Haiku considers OpenXML files (docx, pptx, xlsx) to be zip files

OK, I know that docx, xlsx and .pptx have a zip container, which is why Haiku is technically correct in assigning the application/zip mimetype to them. But this is highly impractical. How can I fix this?

Opening the file types app and adding the file extensions to the correct mime time to e.g. application/vnd.openxmlformats-officedocument.wordprocessingml.document has no effect. That is: Even after a reboot, tracker shows all files as Zip archives, regardless of their extension.

Also, right clicking a file and selecting “file types” from the context menu seems to affect only the current file and it involves a two-step process where I have to first manually change the mime type and second, if I am very lucky, I may have the chance to set the desired handler. But even this manual assignment doesn’t seem to survive reboots.

I’m almost certain that there must be another more practical way, or isn’t there? How does MacOS handle this? There, mime types are detected by content sniffing as well, so it should have the same problem.

2 Likes

File extensions mean very little on Haiku since we use MIME types in extended attributes.

This sounds like a bug.

What filesystem type are you working on?
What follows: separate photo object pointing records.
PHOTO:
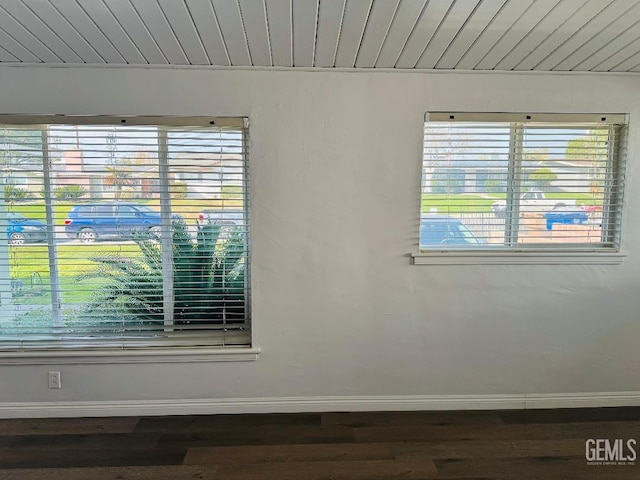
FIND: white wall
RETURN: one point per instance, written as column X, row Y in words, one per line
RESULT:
column 338, row 308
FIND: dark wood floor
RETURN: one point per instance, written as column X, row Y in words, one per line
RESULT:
column 533, row 444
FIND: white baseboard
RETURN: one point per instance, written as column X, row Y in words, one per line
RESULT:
column 316, row 404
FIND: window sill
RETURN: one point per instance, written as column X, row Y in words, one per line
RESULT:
column 536, row 257
column 83, row 357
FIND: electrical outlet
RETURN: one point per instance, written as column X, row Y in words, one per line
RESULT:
column 55, row 381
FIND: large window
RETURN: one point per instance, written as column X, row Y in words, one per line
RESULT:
column 123, row 233
column 513, row 182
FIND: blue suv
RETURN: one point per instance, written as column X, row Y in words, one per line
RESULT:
column 114, row 220
column 442, row 230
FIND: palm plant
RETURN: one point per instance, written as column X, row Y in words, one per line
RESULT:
column 208, row 279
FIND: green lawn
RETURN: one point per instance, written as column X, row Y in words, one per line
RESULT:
column 32, row 262
column 473, row 203
column 188, row 208
column 461, row 203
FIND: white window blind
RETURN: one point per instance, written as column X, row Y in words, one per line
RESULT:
column 123, row 233
column 522, row 181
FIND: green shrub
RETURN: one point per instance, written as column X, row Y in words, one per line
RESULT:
column 208, row 279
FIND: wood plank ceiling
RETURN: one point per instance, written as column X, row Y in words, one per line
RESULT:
column 540, row 35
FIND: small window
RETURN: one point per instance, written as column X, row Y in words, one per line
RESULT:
column 510, row 182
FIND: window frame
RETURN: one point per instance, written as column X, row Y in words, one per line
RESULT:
column 146, row 353
column 514, row 253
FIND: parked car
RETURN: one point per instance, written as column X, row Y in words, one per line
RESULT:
column 21, row 229
column 565, row 215
column 532, row 202
column 221, row 217
column 93, row 221
column 443, row 230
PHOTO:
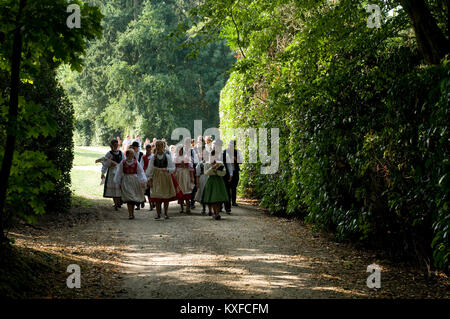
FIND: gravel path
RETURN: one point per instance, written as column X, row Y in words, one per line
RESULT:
column 248, row 254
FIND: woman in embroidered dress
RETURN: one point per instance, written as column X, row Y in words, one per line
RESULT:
column 161, row 181
column 214, row 192
column 184, row 174
column 110, row 162
column 131, row 178
column 145, row 161
column 201, row 180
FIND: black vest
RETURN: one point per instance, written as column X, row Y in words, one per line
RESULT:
column 116, row 158
column 161, row 163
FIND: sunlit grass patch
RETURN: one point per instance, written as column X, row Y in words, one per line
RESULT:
column 86, row 183
column 85, row 157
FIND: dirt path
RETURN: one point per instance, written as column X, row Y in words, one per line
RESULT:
column 245, row 255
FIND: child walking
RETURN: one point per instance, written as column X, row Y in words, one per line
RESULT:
column 131, row 178
column 184, row 174
column 214, row 192
column 110, row 162
column 160, row 179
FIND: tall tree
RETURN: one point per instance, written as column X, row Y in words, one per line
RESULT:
column 431, row 40
column 38, row 29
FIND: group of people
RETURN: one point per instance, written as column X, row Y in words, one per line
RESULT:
column 194, row 171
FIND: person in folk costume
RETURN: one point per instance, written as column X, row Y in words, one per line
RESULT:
column 222, row 157
column 145, row 163
column 214, row 192
column 131, row 177
column 163, row 186
column 228, row 156
column 201, row 179
column 126, row 143
column 184, row 174
column 172, row 150
column 195, row 160
column 208, row 145
column 110, row 162
column 236, row 158
column 138, row 155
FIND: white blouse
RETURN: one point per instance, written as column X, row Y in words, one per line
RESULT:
column 151, row 165
column 119, row 173
column 210, row 171
column 107, row 164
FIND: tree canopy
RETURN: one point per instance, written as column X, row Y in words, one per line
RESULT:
column 362, row 112
column 140, row 80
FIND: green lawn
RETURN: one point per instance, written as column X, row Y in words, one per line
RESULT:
column 86, row 157
column 86, row 183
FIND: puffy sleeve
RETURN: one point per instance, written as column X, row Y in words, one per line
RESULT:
column 195, row 156
column 170, row 164
column 141, row 174
column 119, row 173
column 209, row 170
column 223, row 172
column 240, row 159
column 229, row 164
column 198, row 170
column 106, row 163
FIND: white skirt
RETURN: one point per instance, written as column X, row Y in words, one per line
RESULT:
column 132, row 191
column 111, row 190
column 183, row 177
column 200, row 187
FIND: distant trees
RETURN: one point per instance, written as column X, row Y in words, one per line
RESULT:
column 35, row 40
column 139, row 79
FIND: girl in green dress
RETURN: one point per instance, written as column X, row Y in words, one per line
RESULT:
column 215, row 191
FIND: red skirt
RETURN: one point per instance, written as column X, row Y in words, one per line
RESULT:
column 179, row 194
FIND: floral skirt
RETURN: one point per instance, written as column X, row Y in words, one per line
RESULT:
column 164, row 187
column 214, row 191
column 111, row 189
column 132, row 190
column 200, row 187
column 183, row 177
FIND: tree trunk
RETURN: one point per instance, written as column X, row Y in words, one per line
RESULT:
column 431, row 41
column 11, row 127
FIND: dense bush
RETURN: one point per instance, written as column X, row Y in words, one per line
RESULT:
column 364, row 142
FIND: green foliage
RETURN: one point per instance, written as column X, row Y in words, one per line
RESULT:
column 40, row 173
column 138, row 79
column 363, row 123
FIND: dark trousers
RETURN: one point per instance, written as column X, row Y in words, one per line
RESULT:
column 194, row 191
column 226, row 179
column 233, row 187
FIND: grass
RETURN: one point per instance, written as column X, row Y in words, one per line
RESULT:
column 86, row 183
column 85, row 157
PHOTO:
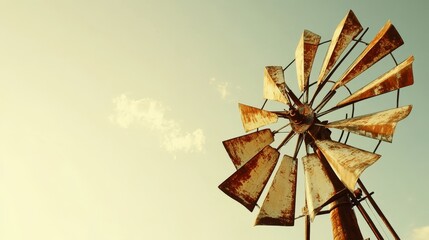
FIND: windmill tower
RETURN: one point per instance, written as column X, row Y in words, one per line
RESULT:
column 331, row 167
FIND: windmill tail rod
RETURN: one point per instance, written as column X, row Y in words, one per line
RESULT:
column 378, row 210
column 367, row 218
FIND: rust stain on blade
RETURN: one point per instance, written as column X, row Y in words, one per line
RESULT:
column 398, row 77
column 387, row 40
column 380, row 125
column 253, row 118
column 304, row 57
column 346, row 30
column 319, row 189
column 248, row 182
column 274, row 84
column 242, row 149
column 348, row 162
column 279, row 205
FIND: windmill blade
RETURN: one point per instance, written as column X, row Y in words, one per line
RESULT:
column 279, row 205
column 304, row 57
column 387, row 40
column 242, row 149
column 398, row 77
column 348, row 162
column 274, row 84
column 379, row 125
column 253, row 118
column 345, row 32
column 319, row 189
column 247, row 183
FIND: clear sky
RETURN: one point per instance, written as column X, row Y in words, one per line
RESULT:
column 112, row 115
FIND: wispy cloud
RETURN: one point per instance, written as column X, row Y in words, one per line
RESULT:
column 420, row 233
column 150, row 113
column 223, row 88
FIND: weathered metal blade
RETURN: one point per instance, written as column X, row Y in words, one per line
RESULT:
column 319, row 190
column 247, row 183
column 345, row 32
column 379, row 125
column 387, row 40
column 253, row 118
column 398, row 77
column 304, row 57
column 274, row 84
column 279, row 205
column 242, row 149
column 348, row 162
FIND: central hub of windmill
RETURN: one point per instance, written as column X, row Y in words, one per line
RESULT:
column 301, row 118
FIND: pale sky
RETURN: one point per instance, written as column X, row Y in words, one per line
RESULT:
column 113, row 113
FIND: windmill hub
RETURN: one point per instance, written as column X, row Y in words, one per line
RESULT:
column 301, row 118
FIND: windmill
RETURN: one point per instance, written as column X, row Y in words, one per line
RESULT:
column 331, row 167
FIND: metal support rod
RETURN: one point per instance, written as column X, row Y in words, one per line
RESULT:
column 367, row 218
column 378, row 210
column 307, row 227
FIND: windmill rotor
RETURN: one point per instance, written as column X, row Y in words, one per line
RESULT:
column 332, row 169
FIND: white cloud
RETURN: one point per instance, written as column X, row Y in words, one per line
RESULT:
column 150, row 114
column 421, row 233
column 223, row 88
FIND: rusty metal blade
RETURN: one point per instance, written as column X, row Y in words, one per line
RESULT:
column 247, row 183
column 274, row 84
column 319, row 190
column 387, row 40
column 242, row 149
column 379, row 125
column 345, row 32
column 279, row 205
column 348, row 162
column 304, row 57
column 398, row 77
column 253, row 118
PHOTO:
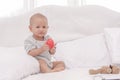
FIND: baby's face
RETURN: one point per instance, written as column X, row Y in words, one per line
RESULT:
column 39, row 27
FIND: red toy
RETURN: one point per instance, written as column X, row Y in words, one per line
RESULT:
column 50, row 43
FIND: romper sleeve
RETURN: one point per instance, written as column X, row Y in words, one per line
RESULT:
column 29, row 45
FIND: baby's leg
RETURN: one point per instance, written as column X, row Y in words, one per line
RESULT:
column 58, row 66
column 44, row 67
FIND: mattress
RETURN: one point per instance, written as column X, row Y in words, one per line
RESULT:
column 72, row 74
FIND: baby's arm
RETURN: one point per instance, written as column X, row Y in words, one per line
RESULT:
column 52, row 51
column 37, row 51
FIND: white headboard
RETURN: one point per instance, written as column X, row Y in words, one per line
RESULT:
column 65, row 23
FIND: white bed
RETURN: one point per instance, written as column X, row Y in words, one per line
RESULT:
column 88, row 37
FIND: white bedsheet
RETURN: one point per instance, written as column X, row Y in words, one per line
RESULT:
column 73, row 74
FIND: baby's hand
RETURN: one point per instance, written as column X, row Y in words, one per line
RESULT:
column 45, row 47
column 50, row 43
column 52, row 50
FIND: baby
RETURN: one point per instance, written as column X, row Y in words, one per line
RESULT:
column 36, row 46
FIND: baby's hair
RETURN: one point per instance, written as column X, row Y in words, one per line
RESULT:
column 37, row 15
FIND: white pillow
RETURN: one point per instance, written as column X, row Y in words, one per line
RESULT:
column 112, row 36
column 89, row 51
column 15, row 64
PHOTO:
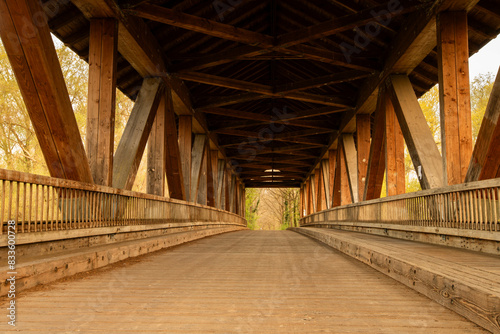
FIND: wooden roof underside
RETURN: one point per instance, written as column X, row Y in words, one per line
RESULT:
column 273, row 94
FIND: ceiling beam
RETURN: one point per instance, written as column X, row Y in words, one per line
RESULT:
column 322, row 81
column 345, row 23
column 408, row 49
column 214, row 80
column 275, row 137
column 194, row 23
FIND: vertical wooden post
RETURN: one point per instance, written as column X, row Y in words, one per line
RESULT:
column 212, row 177
column 351, row 166
column 309, row 197
column 30, row 48
column 319, row 189
column 342, row 191
column 418, row 137
column 185, row 143
column 363, row 136
column 301, row 201
column 332, row 164
column 130, row 150
column 314, row 193
column 203, row 184
column 173, row 166
column 244, row 201
column 221, row 198
column 485, row 160
column 454, row 95
column 155, row 182
column 227, row 188
column 394, row 152
column 197, row 159
column 376, row 161
column 103, row 45
column 325, row 179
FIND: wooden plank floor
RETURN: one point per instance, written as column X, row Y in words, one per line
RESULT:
column 241, row 282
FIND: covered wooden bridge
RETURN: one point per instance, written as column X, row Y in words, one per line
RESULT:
column 319, row 95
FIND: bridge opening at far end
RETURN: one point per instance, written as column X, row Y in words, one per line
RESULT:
column 272, row 166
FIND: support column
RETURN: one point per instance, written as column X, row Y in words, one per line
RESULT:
column 485, row 160
column 319, row 189
column 418, row 137
column 197, row 158
column 203, row 184
column 351, row 166
column 173, row 165
column 155, row 181
column 185, row 145
column 454, row 95
column 135, row 136
column 394, row 152
column 332, row 164
column 363, row 137
column 376, row 161
column 314, row 192
column 221, row 192
column 309, row 197
column 103, row 46
column 212, row 177
column 33, row 57
column 325, row 179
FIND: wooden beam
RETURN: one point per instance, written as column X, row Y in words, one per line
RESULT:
column 265, row 136
column 214, row 80
column 173, row 161
column 407, row 50
column 289, row 119
column 203, row 184
column 351, row 165
column 320, row 197
column 35, row 64
column 220, row 200
column 197, row 158
column 155, row 181
column 454, row 95
column 201, row 25
column 185, row 143
column 344, row 23
column 219, row 58
column 325, row 179
column 485, row 159
column 212, row 177
column 103, row 46
column 138, row 45
column 376, row 161
column 135, row 136
column 363, row 137
column 332, row 164
column 314, row 192
column 330, row 57
column 394, row 152
column 228, row 100
column 423, row 149
column 322, row 81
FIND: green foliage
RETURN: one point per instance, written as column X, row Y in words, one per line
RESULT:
column 252, row 201
column 481, row 88
column 19, row 147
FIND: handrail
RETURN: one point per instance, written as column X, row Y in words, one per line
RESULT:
column 40, row 203
column 469, row 206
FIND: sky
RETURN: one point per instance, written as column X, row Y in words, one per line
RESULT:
column 486, row 60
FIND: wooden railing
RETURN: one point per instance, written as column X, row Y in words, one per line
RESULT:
column 472, row 206
column 38, row 203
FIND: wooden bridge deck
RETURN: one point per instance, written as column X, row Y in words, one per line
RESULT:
column 240, row 282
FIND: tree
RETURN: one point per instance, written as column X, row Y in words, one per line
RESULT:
column 252, row 201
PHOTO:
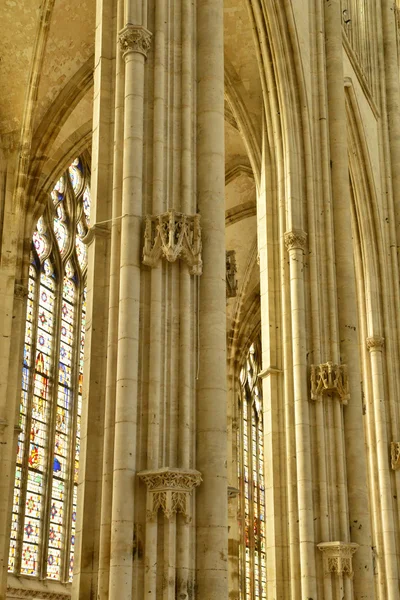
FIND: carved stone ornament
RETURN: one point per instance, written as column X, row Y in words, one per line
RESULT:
column 134, row 38
column 41, row 595
column 338, row 557
column 231, row 270
column 173, row 235
column 20, row 291
column 375, row 343
column 395, row 455
column 232, row 492
column 295, row 240
column 170, row 491
column 329, row 378
column 97, row 231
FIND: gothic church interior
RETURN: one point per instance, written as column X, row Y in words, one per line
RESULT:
column 200, row 299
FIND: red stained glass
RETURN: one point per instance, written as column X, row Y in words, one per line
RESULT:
column 253, row 585
column 52, row 371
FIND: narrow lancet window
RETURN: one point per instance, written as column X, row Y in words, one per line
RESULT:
column 253, row 578
column 46, row 474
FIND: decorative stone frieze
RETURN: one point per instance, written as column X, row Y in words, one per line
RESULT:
column 17, row 593
column 134, row 38
column 173, row 235
column 395, row 455
column 231, row 270
column 232, row 492
column 170, row 491
column 375, row 343
column 338, row 557
column 329, row 378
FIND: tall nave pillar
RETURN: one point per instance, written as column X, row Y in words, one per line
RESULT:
column 158, row 192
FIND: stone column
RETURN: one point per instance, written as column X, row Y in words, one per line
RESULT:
column 375, row 346
column 296, row 243
column 13, row 295
column 135, row 42
column 351, row 500
column 211, row 448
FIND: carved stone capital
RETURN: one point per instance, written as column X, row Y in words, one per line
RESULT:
column 395, row 455
column 232, row 492
column 231, row 270
column 102, row 231
column 20, row 291
column 329, row 378
column 134, row 38
column 338, row 557
column 375, row 343
column 295, row 240
column 173, row 235
column 269, row 371
column 170, row 490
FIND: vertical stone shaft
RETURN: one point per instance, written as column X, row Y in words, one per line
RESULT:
column 295, row 244
column 112, row 338
column 186, row 284
column 156, row 333
column 375, row 346
column 352, row 462
column 391, row 76
column 125, row 447
column 212, row 503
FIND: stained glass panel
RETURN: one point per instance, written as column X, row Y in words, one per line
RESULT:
column 45, row 494
column 251, row 478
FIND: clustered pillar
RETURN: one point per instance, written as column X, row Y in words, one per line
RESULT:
column 163, row 528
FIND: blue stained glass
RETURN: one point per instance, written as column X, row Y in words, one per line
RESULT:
column 51, row 351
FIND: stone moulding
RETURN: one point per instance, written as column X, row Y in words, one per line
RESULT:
column 375, row 343
column 395, row 455
column 329, row 378
column 26, row 593
column 170, row 491
column 173, row 235
column 134, row 38
column 338, row 557
column 231, row 270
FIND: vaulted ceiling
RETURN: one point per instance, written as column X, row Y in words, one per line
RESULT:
column 48, row 46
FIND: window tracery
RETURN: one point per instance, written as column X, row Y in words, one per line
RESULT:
column 251, row 481
column 46, row 475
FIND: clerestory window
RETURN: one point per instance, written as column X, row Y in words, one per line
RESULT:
column 46, row 474
column 252, row 557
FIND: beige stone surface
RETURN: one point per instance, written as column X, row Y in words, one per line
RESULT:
column 277, row 124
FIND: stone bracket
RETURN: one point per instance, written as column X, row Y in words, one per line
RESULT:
column 329, row 378
column 173, row 235
column 231, row 270
column 134, row 38
column 170, row 490
column 395, row 455
column 338, row 557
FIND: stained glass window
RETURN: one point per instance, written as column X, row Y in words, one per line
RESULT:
column 253, row 576
column 46, row 475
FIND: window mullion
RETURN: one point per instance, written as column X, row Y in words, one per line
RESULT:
column 51, row 428
column 28, row 426
column 73, row 433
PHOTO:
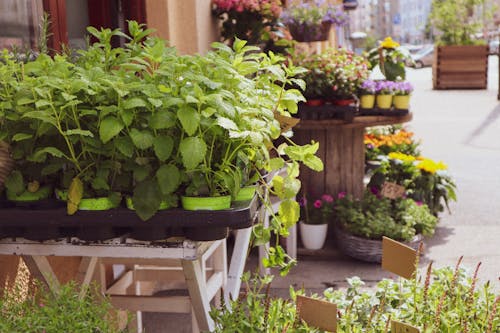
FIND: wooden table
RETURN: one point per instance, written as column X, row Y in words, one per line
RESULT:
column 342, row 150
column 187, row 258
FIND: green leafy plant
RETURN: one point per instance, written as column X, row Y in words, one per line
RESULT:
column 65, row 311
column 457, row 22
column 373, row 217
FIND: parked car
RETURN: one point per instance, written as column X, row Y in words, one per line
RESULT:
column 423, row 58
column 494, row 46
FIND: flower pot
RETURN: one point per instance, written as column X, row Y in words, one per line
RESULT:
column 310, row 33
column 245, row 193
column 343, row 102
column 365, row 249
column 315, row 102
column 206, row 203
column 367, row 101
column 384, row 101
column 313, row 235
column 401, row 102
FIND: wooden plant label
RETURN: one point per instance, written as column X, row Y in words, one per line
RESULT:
column 392, row 190
column 286, row 123
column 398, row 258
column 317, row 313
column 398, row 327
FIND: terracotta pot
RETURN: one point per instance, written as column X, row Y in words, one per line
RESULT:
column 401, row 102
column 367, row 101
column 384, row 101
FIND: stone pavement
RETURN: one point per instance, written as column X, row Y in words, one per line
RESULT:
column 459, row 127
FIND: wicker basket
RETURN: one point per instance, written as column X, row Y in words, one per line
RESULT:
column 364, row 249
column 6, row 163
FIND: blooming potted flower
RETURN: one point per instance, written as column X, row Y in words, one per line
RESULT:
column 311, row 21
column 316, row 214
column 385, row 91
column 367, row 92
column 247, row 19
column 402, row 92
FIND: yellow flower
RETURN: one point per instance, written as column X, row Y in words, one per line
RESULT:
column 430, row 166
column 401, row 157
column 388, row 43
This manual assignment probably only works on BFS, as other filesystems don’t support typed extended attributes. (Or no extended attributes at all, e.g. FAT.) But it should work smoothly on BFS at least.

We need MIME sniffing rules for these types. We have them for other zip-based formats like ODTs to distinguish them from .zips, so we just need them for DOCX and the like too.

1 Like

Then, why does the file types app allow to add extensions?

BeFS. I’m not aware that the installer accepts anything else. Does it?

I wasn’t aware that OpenDocument also uses a zip container. In that case, adding something similar for OpenXML should not be too difficult, and, maybe I’m naive, but I’m surprised that it hasn’t been done.

The zip sniff rule has a 40% confidence level when it find PK\003\004 pattern at file start:

Any sniffing rule with some extra pattern rule with higher confidence, like 50% for instance, will win over at mime type detection time.

That’s how the current OASIS open document files types sniff rules works over the default zip mime type:

It looks in the first 512 bytes for an extra pattern.

I guess something similar could be done for openxml files.

This works for compressed containers that have their identifying stuff as the first file. :slight_smile: This doesn’t always have to be the case.

Some formats also use “just” the filename to try and differentiate. Maybe we should allow some file extensions to be the deciding factor for some files.

1 Like

This issue keeps popping up, and every time, can only be solved with developer intervention. File extensions should really be the deciding factor by default. Files that have the same file extension but need to be treated differently, are the exception, not the other way around. Is Unix purity so important?

1 Like

I’m undecided about that. However, it is frustrating that as a user I don’t seem to be able to affect the process. The file type application lets you add extensions, but doing so doesn’t have any visible effect

It has, when there is no sniff rule matching.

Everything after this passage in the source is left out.